Pine and Strawberry water users are rejoicing over plentiful water supplies and a conservation stage that has not dropped below “1” or “no restrictions” all summer long.
Having sufficient supplies is a rarity in the two towns that have suffered in past years from severe water restrictions, hauling charges and complete outages.
Most often in the past, the crowds of visitors that traditionally descended on the two mountain towns on Memorial Day and July 4th weekends deplete water supplies, elevating conservation measures to their most restrictive levels.
But following this year’s two summer holidays, conservation levels remained at stage 1.
That sent tongues wagging in watering holes, the Ponderosa Market and the post office where water users celebrated the lack of restrictions almost as if they were clutching a winning lottery ticket.
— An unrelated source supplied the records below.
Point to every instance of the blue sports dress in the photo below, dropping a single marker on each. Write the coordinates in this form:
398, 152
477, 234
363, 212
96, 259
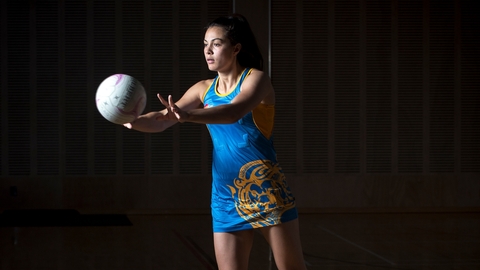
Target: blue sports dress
249, 189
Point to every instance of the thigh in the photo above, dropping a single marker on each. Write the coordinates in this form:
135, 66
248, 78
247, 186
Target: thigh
232, 249
284, 239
On July 5, storage levels in the two towns dropped to 84 percent, reflecting the huge numbers of visitors in town for an arts and crafts festival and to camp, fish and enjoy the cool mountain air. By the following day, water levels recovered to 94 percent.
Monday, levels in the Pine and Strawberry tanks were at 97 percent.
In fact, the levels have been at stage 1 since the district purchased Pine and Strawberry water companies in October 2009 from former owner Brooke Utilities.
Pine Strawberry Water Improvement District Board President Bill Haney, member Tom Weeks and water users are praising the operations staff, led by Dean Shaffer, for the improvements.
On a community Web site, board member Ron Calderon wrote, “Dean has improved our system and has fixed many problems that were wrong with the system.”
Immediately after the district took over the water companies from Brooke, Shaffer and his crew began making improvements that included refurbishing older, shallow wells that the previous owners had allegedly allowed to fall into disrepair.
In April, Haney acknowledged the improvements saying, “The wells are yielding capacities that haven’t been seen in years.”
Also contributing to the upsurge in supplies was the unusually wet winter.
The moisture, however, has not spared some surrounding small communities served by Brooke, including Mesa del Caballo where the conservation stage has been “4” on two separate occasions.